Diyarbakır bir İslam şehridir. Tarihin her döneminde bu kimliği ile temayüz etmiştir.Son 30 yıllık sürede PKK nın şiddet yolu ile Kürt Kimliğini öne çıkartma gayretleri sebebiyle, sanki bu kimliğinden biraz olsun sıyrılmış oldu.
Aslında o sıyrılmadı da, birileri bu kimliğinden sıyrılması için yoğun gayret gösterdi.
Bu şehir Iyaz Bin Ğanem komutasında Hz.Halid Bin Velid ve oğlu Hz.Süleymanın da katılımı ile miladi 638 yılında Doğu Roma/Bizans İmparatorluğunun elinden fethedildiğinde, şehirde Asuri, Keldani, Ermeni Hırıstiyanlar ile Yahudiler oturmakta idiler.
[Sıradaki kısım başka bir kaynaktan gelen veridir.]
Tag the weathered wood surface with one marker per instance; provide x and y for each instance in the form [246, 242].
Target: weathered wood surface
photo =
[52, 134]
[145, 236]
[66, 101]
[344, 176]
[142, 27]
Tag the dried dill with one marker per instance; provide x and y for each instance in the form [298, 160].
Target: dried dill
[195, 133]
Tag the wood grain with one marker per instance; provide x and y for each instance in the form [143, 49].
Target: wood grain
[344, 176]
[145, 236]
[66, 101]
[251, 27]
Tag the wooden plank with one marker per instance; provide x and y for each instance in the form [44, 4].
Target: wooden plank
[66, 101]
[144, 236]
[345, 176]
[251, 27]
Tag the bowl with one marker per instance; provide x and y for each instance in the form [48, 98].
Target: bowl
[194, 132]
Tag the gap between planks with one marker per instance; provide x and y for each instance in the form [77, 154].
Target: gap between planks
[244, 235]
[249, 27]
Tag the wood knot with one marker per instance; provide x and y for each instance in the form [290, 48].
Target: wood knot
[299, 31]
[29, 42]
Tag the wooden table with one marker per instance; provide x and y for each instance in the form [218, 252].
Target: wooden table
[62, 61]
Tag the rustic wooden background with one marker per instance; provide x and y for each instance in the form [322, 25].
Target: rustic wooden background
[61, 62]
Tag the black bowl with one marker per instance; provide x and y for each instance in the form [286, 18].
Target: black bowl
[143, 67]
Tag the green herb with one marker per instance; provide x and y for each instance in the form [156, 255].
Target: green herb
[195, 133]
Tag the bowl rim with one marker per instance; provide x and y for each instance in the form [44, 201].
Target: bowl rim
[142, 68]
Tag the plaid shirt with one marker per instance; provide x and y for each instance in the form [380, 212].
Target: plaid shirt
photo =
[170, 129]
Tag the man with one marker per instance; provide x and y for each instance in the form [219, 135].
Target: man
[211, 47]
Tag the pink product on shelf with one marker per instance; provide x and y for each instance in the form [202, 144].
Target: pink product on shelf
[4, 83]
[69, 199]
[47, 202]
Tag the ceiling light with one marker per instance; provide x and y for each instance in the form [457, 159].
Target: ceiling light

Müslümanların fethinden sonra şehre Kürt, Türk, Arap Fatihler gelip yerleştiler.
Bunların her birisi kendi özgün kimliklerini muhafaza etmekle birlikte şüphesiz en mümeyyiz vasıfları Müslümanlıkları oldu.
Leninin 1917 Ekim devrimi ile Rusya birinci dünya harbinden çekildi. Bu ülkede, Batı liberalizmine karşı doğu Marksizminin Emperyalizme karşı gelişen söylemi çok iyi yer edindi. Halkların eşitliği ve kardeşliği vurgusu bir çok ezilen toplum katmanlarıda inanılmaz sükse yaptı.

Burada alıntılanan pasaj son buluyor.